Être une entreprise réellement nouvelle. Votre entreprise doit ainsi ne pas avoir été créée dans le cadre d’une concentration, d’une restructuration, d’une extension d’activité préexistante ou d’une reprise d’une telle activité (absence d’apports partiels d’actifs, de reprise de personnel ou de fonds de commerce…).

Si un des 3 premiers critères devaient être amenés à changer avant la 8ème année l’entreprise perdrait son statut de Jeune Entreprise Innovante (JEI)

Le statut JEI : quels avantages ?

Le statut JEI permet de bénéficier de deux types d’avantages :

– des allègements fiscaux, dont une exonération de l’IS. La loi de finances rectificative pour 2011 a instauré une baisse des exonérations d’IS qui passent à 100% la première année, puis 50% la seconde.

L’entreprise bénéficie également d’une exonération totale d’imposition forfaitaire annuelle (IFA), tout au long de la période au titre de laquelle elle conserve le statut de JEI.

A cela s’ajoute la possibilité de bénéficier d’une délibération des collectivités territoriales.
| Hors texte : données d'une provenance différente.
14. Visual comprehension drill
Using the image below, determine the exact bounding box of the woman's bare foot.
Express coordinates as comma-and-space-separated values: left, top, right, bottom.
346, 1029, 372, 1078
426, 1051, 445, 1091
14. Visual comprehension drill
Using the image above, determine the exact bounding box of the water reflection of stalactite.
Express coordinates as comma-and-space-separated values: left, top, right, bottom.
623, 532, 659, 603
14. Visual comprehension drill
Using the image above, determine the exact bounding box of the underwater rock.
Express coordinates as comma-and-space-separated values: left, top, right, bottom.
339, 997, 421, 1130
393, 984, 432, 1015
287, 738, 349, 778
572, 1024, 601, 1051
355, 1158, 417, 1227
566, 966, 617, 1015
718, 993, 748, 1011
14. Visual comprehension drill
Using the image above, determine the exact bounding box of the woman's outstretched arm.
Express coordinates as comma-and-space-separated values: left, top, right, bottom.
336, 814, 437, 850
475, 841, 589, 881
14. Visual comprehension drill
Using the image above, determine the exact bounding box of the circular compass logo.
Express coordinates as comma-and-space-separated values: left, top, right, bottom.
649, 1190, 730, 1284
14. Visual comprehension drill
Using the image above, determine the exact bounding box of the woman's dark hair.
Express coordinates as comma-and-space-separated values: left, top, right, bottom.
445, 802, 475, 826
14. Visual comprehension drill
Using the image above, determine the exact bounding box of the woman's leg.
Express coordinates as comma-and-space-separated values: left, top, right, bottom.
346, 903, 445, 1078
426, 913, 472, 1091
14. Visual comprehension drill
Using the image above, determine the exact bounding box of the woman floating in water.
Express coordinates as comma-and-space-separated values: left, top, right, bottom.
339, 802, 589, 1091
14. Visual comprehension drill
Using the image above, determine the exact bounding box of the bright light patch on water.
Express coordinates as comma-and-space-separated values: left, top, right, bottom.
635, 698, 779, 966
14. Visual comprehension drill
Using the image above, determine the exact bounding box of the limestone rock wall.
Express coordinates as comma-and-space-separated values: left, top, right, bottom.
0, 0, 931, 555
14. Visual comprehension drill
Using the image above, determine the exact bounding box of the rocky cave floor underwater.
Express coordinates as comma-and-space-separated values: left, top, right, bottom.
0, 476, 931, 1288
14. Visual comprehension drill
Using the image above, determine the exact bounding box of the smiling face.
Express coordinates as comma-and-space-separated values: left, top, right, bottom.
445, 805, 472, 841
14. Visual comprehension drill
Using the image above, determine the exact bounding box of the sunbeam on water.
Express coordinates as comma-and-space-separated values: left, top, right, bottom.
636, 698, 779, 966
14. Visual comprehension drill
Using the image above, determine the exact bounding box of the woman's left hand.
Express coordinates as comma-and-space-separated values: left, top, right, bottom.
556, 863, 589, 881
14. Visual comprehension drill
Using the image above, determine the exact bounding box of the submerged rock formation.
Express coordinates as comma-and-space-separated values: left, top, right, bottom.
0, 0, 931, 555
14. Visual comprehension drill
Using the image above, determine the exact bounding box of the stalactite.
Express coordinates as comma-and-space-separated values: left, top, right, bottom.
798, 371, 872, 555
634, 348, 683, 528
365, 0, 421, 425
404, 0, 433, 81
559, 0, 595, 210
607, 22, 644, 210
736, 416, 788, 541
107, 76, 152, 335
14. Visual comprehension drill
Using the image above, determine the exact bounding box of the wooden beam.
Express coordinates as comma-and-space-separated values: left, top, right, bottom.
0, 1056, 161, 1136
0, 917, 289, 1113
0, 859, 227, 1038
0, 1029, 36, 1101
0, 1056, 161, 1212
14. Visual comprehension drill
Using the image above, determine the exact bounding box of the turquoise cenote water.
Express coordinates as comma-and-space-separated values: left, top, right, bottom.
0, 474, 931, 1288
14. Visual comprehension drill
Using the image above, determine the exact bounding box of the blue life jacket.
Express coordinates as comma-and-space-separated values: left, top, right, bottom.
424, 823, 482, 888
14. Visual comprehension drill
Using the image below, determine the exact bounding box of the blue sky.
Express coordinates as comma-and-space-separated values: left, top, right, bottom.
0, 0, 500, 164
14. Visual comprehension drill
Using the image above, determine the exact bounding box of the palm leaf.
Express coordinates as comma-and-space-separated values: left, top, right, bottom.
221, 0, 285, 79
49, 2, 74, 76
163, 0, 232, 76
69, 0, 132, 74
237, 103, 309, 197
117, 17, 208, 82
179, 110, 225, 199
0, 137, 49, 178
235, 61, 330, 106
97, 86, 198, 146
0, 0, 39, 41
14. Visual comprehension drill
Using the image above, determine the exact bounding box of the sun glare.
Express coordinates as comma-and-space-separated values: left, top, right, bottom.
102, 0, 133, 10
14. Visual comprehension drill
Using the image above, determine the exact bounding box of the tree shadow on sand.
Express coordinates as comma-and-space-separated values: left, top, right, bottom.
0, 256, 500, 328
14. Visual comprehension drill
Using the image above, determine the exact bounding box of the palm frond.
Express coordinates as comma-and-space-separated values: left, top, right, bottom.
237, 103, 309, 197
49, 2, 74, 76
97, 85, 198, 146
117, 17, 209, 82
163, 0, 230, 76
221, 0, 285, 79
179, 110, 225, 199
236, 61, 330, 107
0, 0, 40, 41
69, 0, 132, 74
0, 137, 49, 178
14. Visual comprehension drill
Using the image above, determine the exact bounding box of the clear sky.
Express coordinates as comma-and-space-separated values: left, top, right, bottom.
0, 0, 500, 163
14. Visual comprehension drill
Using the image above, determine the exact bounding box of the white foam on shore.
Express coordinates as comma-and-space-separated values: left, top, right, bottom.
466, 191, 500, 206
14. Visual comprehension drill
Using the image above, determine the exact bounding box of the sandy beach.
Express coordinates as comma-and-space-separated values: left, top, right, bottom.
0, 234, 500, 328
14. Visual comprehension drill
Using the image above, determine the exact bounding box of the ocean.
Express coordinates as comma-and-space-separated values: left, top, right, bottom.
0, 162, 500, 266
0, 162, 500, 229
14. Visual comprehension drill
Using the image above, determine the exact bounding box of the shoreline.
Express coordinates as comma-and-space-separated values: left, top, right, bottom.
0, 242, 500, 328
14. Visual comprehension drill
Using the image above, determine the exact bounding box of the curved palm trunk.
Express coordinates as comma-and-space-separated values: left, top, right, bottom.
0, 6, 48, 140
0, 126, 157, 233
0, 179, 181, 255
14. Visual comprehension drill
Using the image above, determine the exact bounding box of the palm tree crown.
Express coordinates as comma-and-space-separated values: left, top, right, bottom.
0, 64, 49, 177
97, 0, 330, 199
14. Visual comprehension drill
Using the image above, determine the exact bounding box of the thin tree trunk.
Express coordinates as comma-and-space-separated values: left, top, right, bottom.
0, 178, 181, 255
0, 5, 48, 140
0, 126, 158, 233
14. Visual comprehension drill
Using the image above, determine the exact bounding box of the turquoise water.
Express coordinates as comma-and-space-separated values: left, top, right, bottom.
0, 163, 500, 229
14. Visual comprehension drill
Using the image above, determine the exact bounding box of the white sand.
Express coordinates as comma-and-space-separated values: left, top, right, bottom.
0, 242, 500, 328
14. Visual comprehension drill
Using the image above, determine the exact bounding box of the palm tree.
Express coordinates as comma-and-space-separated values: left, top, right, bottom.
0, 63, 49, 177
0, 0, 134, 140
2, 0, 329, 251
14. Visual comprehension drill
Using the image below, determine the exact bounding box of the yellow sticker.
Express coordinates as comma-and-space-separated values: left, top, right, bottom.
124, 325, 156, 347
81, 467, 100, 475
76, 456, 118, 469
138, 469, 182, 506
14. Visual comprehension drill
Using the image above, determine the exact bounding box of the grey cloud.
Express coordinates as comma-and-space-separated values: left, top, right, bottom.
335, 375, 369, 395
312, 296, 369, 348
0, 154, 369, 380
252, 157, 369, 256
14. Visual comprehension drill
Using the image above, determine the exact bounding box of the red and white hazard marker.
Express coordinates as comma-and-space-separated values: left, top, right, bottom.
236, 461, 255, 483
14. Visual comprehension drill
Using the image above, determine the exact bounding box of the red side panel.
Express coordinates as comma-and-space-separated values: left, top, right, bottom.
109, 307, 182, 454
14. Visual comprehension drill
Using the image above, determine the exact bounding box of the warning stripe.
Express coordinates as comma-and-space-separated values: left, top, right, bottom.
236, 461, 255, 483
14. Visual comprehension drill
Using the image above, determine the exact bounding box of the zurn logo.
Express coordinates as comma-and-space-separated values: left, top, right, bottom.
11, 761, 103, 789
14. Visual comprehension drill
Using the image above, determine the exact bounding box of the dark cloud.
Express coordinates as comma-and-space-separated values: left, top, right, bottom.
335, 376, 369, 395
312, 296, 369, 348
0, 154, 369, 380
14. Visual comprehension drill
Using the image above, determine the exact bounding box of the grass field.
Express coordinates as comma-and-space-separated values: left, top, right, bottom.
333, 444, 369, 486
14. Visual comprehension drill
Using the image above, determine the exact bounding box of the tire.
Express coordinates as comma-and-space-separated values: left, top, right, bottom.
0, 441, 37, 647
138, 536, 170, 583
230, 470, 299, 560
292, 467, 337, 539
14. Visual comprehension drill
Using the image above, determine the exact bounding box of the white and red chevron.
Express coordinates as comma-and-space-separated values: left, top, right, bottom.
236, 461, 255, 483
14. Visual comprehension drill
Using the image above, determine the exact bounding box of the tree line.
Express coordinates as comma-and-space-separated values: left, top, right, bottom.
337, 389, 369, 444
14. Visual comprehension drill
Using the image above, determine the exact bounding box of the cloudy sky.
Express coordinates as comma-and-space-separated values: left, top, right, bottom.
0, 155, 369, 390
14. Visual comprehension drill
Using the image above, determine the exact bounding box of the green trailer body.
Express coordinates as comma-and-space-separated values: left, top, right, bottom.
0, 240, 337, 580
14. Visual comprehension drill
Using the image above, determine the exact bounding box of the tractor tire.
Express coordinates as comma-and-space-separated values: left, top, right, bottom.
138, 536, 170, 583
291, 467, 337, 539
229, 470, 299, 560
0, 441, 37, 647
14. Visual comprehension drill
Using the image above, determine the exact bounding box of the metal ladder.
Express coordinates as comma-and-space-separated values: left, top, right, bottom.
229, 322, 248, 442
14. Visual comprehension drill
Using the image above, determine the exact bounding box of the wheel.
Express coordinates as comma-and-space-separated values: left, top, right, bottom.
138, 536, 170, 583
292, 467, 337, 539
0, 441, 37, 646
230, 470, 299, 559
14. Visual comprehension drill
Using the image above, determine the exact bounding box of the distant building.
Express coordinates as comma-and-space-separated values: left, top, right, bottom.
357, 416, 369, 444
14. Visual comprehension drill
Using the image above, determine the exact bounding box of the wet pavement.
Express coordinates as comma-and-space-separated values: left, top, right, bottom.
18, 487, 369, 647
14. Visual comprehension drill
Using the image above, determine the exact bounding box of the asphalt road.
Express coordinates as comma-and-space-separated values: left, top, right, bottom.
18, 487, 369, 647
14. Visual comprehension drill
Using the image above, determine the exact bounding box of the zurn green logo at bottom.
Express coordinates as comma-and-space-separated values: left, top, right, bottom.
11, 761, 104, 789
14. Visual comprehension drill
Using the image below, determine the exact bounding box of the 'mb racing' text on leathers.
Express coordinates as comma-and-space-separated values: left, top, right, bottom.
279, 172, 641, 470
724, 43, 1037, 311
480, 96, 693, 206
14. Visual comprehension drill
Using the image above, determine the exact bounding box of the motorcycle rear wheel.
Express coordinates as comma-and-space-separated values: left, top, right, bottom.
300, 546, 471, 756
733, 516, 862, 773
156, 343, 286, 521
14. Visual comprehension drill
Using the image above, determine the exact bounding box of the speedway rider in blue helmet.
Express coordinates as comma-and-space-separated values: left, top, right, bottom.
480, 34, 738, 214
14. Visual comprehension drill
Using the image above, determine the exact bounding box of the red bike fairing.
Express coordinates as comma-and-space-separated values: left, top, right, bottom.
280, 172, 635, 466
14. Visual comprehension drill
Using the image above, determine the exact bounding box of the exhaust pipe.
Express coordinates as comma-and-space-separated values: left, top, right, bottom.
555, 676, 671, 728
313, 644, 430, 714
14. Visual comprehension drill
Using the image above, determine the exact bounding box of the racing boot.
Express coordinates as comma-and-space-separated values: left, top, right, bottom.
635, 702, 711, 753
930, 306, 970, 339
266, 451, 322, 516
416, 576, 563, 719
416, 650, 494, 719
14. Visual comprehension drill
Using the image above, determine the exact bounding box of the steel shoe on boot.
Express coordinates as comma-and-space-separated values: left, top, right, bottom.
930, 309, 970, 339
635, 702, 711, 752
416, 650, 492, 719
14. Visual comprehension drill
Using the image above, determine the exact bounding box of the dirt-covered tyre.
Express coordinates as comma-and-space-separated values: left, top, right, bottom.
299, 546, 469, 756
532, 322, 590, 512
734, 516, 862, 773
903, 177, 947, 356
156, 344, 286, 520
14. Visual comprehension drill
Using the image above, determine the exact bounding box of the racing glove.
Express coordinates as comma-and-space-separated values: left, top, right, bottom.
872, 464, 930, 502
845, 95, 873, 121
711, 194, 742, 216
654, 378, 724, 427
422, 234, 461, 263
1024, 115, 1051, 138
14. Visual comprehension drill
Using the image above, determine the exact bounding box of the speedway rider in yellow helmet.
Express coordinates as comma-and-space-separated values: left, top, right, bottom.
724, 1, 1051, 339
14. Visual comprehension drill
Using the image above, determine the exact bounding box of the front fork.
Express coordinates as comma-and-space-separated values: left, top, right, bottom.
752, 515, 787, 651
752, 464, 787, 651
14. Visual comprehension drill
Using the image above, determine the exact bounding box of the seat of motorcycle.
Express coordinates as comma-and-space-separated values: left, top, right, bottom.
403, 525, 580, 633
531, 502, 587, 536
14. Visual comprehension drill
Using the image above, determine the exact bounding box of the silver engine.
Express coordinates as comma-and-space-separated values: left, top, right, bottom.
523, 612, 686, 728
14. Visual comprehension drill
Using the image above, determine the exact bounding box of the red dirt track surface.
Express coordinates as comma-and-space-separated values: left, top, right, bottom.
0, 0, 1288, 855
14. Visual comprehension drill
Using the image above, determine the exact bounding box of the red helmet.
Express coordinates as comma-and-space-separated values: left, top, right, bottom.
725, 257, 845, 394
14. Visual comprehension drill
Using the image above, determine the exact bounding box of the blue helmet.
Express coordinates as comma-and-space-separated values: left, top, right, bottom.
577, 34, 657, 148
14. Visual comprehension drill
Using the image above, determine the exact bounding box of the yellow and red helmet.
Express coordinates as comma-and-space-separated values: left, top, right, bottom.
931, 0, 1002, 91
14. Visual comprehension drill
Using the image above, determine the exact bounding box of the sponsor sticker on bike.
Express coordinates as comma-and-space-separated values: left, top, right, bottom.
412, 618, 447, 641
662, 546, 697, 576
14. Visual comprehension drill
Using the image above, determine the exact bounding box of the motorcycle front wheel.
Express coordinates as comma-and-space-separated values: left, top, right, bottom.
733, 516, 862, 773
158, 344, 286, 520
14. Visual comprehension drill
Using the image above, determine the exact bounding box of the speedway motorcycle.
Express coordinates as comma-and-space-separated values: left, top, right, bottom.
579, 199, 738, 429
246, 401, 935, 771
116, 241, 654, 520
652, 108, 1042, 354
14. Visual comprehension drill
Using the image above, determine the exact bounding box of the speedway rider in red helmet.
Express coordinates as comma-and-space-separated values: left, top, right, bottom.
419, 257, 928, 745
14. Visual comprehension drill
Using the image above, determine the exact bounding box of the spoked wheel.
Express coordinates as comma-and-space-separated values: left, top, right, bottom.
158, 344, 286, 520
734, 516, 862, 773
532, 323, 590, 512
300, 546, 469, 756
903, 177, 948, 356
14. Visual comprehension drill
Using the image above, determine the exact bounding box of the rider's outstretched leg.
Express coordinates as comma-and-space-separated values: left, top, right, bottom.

A ce titre, une entreprise qualifiée de jeune entreprise innovante peuvent bénéficier d’une exonération de la cotisation économique territoriale et de la taxe foncière sur les propriétés bâties pendant 7 ans.

Il convient de noter que les aides fiscales accordées aux entreprises placées sous le régime de la J.E.I. ne peuvent excéder le plafond des aides « de minimis » fixé par la Commission européenne, soit un montant de 200 000 euros sur trois exercices fiscaux glissants pour chaque entreprise.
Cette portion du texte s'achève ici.